Yes there are different lengths for the front driveshaft. It depends on what transmission is used. Here are the overall measurements, according to my "1933 - 1960 Chevrolet Parts and Accessories Catalog" 1959 - 1960 p***enger (exc. P.G. , O.D. , 4 speed) 29 49/64 inches. 1959 - 1960 p***enger w. P.G. 26 53/64 inches. 1959 - 1960 p***enger with O.D. , 4 speed 24 5/8 inches. This is the overall length of the front driveshaft, from end to end, without the front transmission yoke, or the rear intermediate yoke attached. This is shown as type D in the attached photo.
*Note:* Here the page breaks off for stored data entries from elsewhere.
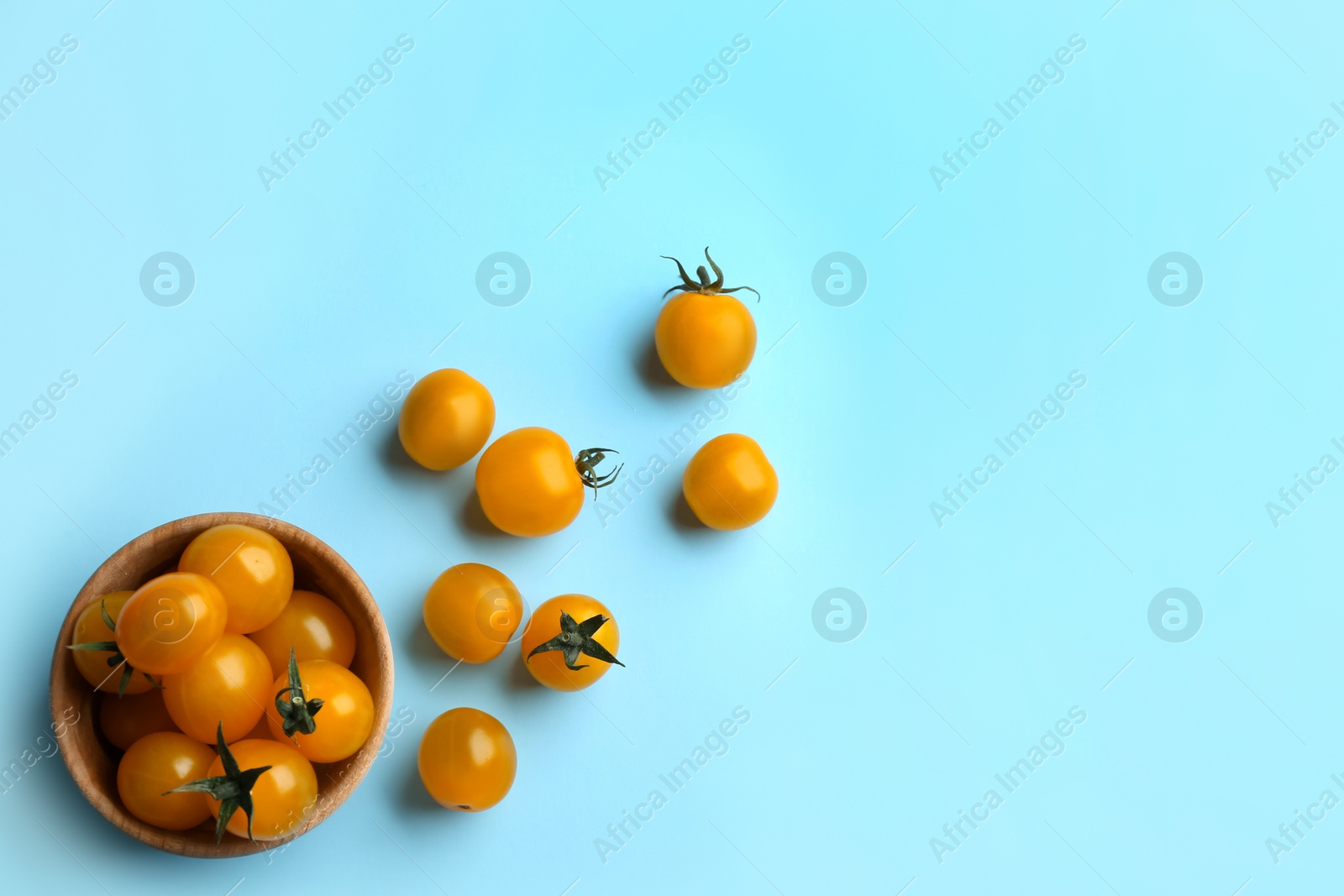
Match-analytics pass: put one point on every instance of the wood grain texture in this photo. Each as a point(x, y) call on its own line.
point(93, 761)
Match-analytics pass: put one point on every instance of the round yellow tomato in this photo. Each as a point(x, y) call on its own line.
point(93, 664)
point(467, 759)
point(124, 720)
point(730, 483)
point(570, 642)
point(472, 611)
point(344, 719)
point(311, 625)
point(170, 622)
point(705, 338)
point(252, 569)
point(228, 685)
point(447, 419)
point(284, 797)
point(530, 483)
point(155, 765)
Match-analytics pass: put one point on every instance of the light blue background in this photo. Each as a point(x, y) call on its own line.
point(1027, 266)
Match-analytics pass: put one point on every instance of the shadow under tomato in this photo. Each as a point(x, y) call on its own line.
point(396, 458)
point(416, 799)
point(683, 517)
point(475, 521)
point(519, 679)
point(649, 367)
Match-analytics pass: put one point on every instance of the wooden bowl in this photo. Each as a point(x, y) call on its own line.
point(93, 762)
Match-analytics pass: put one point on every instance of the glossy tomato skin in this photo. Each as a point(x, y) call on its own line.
point(124, 720)
point(467, 759)
point(282, 799)
point(313, 626)
point(230, 685)
point(730, 484)
point(155, 765)
point(472, 611)
point(93, 664)
point(252, 569)
point(447, 418)
point(549, 668)
point(170, 622)
point(705, 340)
point(344, 719)
point(528, 483)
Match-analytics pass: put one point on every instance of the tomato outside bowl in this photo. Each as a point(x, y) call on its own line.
point(93, 761)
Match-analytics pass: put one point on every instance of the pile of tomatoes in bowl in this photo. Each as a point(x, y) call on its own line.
point(223, 685)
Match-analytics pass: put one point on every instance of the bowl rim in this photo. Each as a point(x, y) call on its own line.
point(356, 766)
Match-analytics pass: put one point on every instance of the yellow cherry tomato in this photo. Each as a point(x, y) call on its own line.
point(472, 611)
point(344, 719)
point(530, 483)
point(313, 626)
point(467, 759)
point(230, 685)
point(570, 631)
point(93, 664)
point(730, 483)
point(155, 765)
point(170, 622)
point(447, 419)
point(124, 720)
point(252, 569)
point(284, 797)
point(705, 338)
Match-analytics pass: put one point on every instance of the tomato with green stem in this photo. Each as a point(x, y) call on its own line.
point(530, 484)
point(562, 631)
point(170, 622)
point(252, 569)
point(96, 653)
point(705, 336)
point(228, 687)
point(346, 705)
point(151, 775)
point(467, 759)
point(472, 611)
point(270, 782)
point(312, 626)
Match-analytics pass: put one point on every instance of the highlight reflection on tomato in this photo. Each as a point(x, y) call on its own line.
point(228, 687)
point(158, 763)
point(250, 567)
point(530, 484)
point(94, 665)
point(170, 622)
point(472, 611)
point(313, 627)
point(467, 759)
I just got a slip yoke, urethane center support bearing driveshaft back from Advance Driveline in Orlando, $430 including taxes for my 59 El Camino, I'm sick of changing the center support bearings.
Cut the back 14 inches of the X tunnel and wedge it down about 4 inches. Weld a wedge shaped filler in the gaps and use a 3" thick wall one piece drive shaft. I did this couple of years ago and have never had any trouble. New drive shaft was $300. Sold the slider and the aluminum center bearing for more than that.
I like the idea of a one piece shaft but not so keen on cutting the frame. If you had the rear suspension low enough would it be possible to avoid cutting and how low would you need to go?